Леська, устыдившись приступа своей «медвежьей болезни» днем, весь вечер даже немножко заискивала перед Кислицкой. Но даже если к этому добавить премию от Ши Тяна, все равно не хватило, чтобы успокоиться после ехидства и замечаний по поводу расцарапанного лица, торчащих скул, раскосых глаз и полного отсутствия груди в девятнадцать Сашиных лет.

Вот пора бы уже привыкнуть к свой азиатской внешности – она же с тобой с рождения, а все же больно! И в школе было больно, и сейчас. Никто не называл Сашу Кислицкую «фарфоровой куколкой» или «китайской феей». Почему-то предпочитали совсем другие эпитеты все детство. «Якудза» и «китаеза» – самые милые из них. «Интернатница-задница» – еще тоже безобидное. Хотя она совсем, совсем не помнила своей жизни до Некрасовки, до домика с белыми ставнями и забором из зеленого штакетника по улице Орловской, 13. И в садик Саша ходила оттуда, и в школу, и в институт потом уехала оттуда же поступать.

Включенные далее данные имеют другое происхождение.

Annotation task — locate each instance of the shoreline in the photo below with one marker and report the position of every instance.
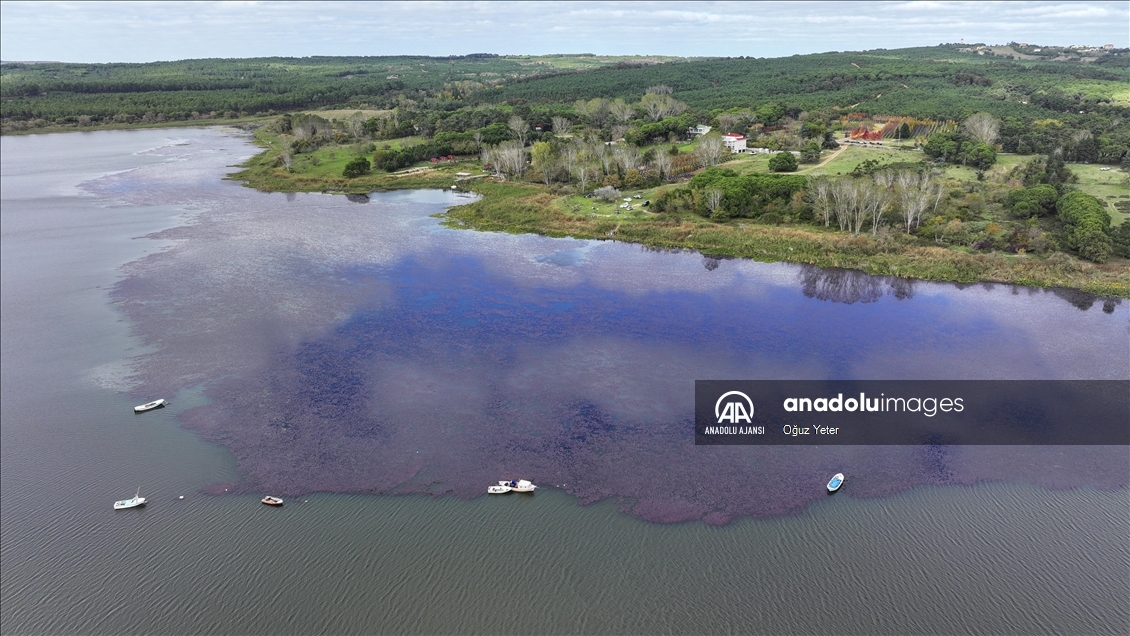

И плакала очень в садике, когда вдруг поняла, что ей не достались ни мамины синие глаза, ни папины серые. «У тебя – черные, вот, держи карандаш. Исправь свою картинку, – велела девочке воспитательница на занятиях по рисованию. – Художник должен рисовать правду!»

Саша ревела от обиды, и даже рисунок, отобранный на областную выставку, и коробка конфет как приз за него не утешили до конца. Она не такая, как все вокруг, не такая, как мама и папа. Неродная, как она потом как-то тихо поняла. Самого разговора об этом она тоже не помнила.

Приемные родители не знали, как девочку утешить. Говорили только: «Давай сдачи!» Но попробуй тут «дать сдачи» целой кодле матерящихся сельских мальчишек, когда ты одна… и вот-вот случится что-то. Но, к счастью, в последний момент всегда появлялся кто-то из взрослых и ничего действительно плохого не случалось. И еще Саше всегда удавалось увернуться от комков грязи в спину.

Она стала старше, и вроде полегчало – или односельчане попривыкли. А в городе, куда уехала учиться, Кислицкая думала, что уж тут-то всем будет все равно, а подковырки опять начались. Но здесь гнобили уже за интеллект. Мало кто на ее факультете охотоведения принес из школы аттестат с оценками выше тройки, а у нее оказалась аж серебряная медаль.